Speaking in an interview Mzuzu Police AIDS Coordinator SR Chalemera disclosed that the other outcome of the training was that the number of police officers who have disclosed their HIV status has increased from 11 to 20. In separate interview, Mzuzu Police Victim Support unit SR Flora Njawiti said that the training has given her enough strength to reach out to couples on importance of Voluntary Counseling and Testing (VCT). 
The vicinity of Mzuzu Police Station lies on Vipya Plateau surrounded by lowly hills, such as Choma, Mombwe, Kaningina, enyezini, Luhomero and Chiungu and It has seven police Units. The population size of the area is 273, 447. The core duties of Police officers in Mzuzu includes safeguarding the freedoms and rights of all people, maintaining law and order, protecting life and property, preventing crime, investigating and detecting crime and bringing all offenders to justice. However, gender based violence, especially sexually related ones are among the reported crimes on the increase, exposing the victims to the risk of contracting HIV.
The ASC program has also supported similar activities to Police Stations in all the program targeted districts.
The Action for Social Change Program is being supported by Denmark to bring about individual and societal change in Mzuzu, Lilongwe, Machinga and Mulanje.

Thursday, January 16, 2014

FBS casts ray of hope in Lilongwe

By George Kamanga
A new chapter of prosperity has been opened at Traditional Authority Tsabango in Lilongwe as farmers adopt new agribusiness skills acquired from the farmer business school (FBS) at Kan’goma. The school provides a wide range of skills and innovations that give farmers an upper hand to produce and market their farm produce. The skills include production, packaging and displaying of products to attract buyers.

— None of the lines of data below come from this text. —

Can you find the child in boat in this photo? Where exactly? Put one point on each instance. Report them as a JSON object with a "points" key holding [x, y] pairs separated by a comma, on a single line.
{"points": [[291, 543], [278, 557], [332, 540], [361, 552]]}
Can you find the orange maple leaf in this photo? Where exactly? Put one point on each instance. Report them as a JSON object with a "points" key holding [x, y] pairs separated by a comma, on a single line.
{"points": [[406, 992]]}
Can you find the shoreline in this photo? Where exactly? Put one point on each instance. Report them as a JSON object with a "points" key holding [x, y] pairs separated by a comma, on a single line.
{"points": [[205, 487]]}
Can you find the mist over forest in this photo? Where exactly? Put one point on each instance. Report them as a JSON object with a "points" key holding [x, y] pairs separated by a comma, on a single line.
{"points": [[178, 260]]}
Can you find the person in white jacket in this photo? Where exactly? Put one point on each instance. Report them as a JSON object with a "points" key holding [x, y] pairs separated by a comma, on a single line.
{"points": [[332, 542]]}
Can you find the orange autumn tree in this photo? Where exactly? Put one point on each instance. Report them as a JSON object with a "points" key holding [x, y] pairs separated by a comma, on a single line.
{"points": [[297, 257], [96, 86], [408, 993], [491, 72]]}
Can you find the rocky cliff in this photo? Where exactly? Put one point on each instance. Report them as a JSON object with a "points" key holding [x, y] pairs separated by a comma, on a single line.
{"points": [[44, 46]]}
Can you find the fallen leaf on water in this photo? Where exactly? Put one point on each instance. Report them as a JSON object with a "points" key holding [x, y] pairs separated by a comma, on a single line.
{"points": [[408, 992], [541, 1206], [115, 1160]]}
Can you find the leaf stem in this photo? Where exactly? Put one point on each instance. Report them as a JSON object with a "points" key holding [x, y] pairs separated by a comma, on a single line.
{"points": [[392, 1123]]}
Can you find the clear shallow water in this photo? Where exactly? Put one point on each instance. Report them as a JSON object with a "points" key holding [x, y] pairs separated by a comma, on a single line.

The school also places higher emphasis on farming as a business.
Benesi Chikutu who hails from Dzuwa Village in the area is one of the beneficiaries of the school and he walked tall after investing K43, 000 ( about $956) on cabbages and tomatoes through irrigation and he raised K223, 000 (about $4956). Mr Chikutu said in an interview that he had never had such a huge amount in profits ever since he started trading at Chiuzira Market.
 ADRA Malawi through the Action for Social Program launched the farmer business school in July 2013 and built the capacity 25 farmers,  of which 5 of them were women.
A proud Chikutu captured at his farm
From the money raised Mr Chikutu said he bought enough maize to take him through to the other harvesting season and had already paid school fees and farm inputs.
The Action for Social Change Program is being funded by Denmark to bring about individual and society change in Lilongwe, Mzimba, Machinga and Mulanje.


Tuesday, January 7, 2014

ADRA Malawi to have wellness policy

By Elias Banda
ADRA Malawi is now set to have the wellness policy after a three- day staff workshop in Blantyre where participants received training on how to mainstream the activities that would guarantee safety of employees at the workplace. The policy is premised on the popular idea that development of any institution depended on the physical and emotional wellbeing of its employees.
Claudio Sandoval addressing participants
 Participants during the workshop

 The wellness policy replaces the HIV/AIDS policy which was already in draft form. The wellness policy would be more encompassing because it covered all other diseases apart from HIV and AIDS that might affect staff ability to positively contribute to the development of the organization.
Speaking during the official opening of the workshop on December 17, 2013, ADRA Malawi Country Director, Claudio Sandoval urged participants to come up with a sound policy that would create an enabling working environment for those physically and emotionally challenged and those affected and infected with HIV/AIDS. He said that the reality of HIV/AIDS was glaring in the society and that everybody was affected in many different ways.
The  workshop drew participants from all ADRA Malawi projects and the policy was expected to launched at least by June 2014.